Sansa’s story is important to understand. Life will not be kind to you just because you are kind. Men will not act like knights just because they wear the armour. The people you put your trust in can use you for the worst. This does not mean that you have to give up your kindness and hope in good people or lose your ability to trust. It means you learn, you grow, and you fight like hell to stay open-hearted in a cruel world. That is bravery. 

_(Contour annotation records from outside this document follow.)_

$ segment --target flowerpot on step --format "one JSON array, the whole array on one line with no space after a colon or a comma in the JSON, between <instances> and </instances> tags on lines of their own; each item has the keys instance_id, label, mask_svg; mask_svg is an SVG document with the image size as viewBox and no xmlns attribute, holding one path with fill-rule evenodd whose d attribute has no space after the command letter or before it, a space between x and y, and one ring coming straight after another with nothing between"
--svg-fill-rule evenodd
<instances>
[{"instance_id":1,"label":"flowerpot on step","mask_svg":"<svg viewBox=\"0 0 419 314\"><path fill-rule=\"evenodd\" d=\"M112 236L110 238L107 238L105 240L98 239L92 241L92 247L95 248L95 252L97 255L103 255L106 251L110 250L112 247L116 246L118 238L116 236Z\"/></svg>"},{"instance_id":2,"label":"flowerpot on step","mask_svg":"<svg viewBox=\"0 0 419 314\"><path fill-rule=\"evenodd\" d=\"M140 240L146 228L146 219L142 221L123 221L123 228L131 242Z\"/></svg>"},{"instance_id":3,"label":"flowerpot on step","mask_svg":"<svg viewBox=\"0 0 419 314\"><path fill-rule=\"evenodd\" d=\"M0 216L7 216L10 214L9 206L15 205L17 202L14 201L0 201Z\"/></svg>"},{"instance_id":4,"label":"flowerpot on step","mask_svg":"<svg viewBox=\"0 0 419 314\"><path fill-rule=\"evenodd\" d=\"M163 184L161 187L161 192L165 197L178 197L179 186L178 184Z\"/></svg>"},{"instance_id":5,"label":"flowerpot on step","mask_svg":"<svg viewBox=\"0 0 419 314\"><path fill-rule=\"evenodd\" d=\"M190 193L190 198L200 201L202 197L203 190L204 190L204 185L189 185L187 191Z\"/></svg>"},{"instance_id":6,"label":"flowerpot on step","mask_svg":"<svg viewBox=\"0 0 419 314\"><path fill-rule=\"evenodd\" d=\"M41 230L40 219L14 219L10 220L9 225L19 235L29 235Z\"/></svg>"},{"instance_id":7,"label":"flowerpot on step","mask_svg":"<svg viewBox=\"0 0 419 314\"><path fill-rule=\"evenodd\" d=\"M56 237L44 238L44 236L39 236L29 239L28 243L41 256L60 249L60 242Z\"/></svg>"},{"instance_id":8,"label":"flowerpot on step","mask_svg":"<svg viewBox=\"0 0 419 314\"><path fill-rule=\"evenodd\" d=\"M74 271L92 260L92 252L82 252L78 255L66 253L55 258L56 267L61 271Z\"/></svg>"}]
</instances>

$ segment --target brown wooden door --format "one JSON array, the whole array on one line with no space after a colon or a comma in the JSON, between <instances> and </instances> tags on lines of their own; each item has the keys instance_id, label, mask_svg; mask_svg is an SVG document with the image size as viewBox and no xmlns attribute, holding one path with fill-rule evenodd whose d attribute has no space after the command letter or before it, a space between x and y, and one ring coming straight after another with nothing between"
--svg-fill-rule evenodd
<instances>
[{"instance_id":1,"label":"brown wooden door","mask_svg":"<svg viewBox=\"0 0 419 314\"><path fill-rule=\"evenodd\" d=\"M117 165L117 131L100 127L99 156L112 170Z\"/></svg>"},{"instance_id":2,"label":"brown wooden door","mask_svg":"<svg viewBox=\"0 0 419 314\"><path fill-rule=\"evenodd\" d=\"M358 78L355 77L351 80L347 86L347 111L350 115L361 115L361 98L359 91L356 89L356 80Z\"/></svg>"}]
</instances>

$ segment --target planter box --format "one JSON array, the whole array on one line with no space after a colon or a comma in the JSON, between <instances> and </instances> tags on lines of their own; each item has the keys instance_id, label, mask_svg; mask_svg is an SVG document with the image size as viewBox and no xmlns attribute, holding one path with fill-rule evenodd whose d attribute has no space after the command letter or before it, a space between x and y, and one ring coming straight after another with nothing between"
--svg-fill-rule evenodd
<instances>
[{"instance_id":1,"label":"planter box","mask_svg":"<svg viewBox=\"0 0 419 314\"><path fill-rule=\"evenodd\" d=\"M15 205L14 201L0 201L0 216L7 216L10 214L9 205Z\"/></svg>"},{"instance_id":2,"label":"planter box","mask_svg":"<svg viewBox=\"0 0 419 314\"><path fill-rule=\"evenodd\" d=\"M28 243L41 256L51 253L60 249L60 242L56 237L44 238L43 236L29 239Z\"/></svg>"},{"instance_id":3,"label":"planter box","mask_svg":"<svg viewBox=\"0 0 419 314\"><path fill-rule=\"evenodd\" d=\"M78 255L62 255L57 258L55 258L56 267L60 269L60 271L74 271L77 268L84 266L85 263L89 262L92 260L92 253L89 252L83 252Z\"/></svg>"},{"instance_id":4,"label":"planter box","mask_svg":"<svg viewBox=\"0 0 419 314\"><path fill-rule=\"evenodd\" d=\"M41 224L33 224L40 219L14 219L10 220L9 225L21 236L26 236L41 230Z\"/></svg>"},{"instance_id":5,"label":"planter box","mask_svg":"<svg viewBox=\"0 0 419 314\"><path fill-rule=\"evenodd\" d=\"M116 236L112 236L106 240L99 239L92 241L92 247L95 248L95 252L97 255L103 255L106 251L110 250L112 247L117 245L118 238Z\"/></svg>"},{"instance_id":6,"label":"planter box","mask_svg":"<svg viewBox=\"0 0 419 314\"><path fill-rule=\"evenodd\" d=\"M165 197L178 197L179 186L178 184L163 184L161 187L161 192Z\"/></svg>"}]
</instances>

Most importantly, we must understand how we take in the media presented to us. Sansa is not physically strong, she has not compromised an ounce of her traditional femininity. She has not given up on her womanly desires, skills, or behaviour. She has shown no interest in ‘masculine’ activities or proven herself to be stereotypically strong. Fans of the show treated her like she was weak, despite her ability to endure, maintain respect and stay in positions of power. It is within this so-called weakness that she has that quiet strength—she has endured pain and degradation without becoming hard, vengeful, or angry. She has continued to smile, to show kindness, to care for her family and her allies. 

It’s time we look to the women on screen and in our lives, and see the strength in their refusal to be hardened by the cruelty of the world.

The denial of such behaviours as a representation of strength is the lesson we’ve all unknowingly been subjected to. A lesson that turns these admirable qualities into selfishness, untrustworthiness and deceit. It’s time we look to the women on screen and in our lives and see the strength in their refusal to be hardened by the cruelty of the world. Enduring and moving forward is what makes them strong. Finding joy and happiness again is what makes them strong. In a show full of powerful and violent people, respect and validation are lost on characters of passive perseverance. 

We must acknowledge the abilities of women who are composed, smart, and capable in tandem with their trauma. We must not see them as lacking in the traditional armour of heroes, but as though they don their own unique armour, made from inner strength and survival.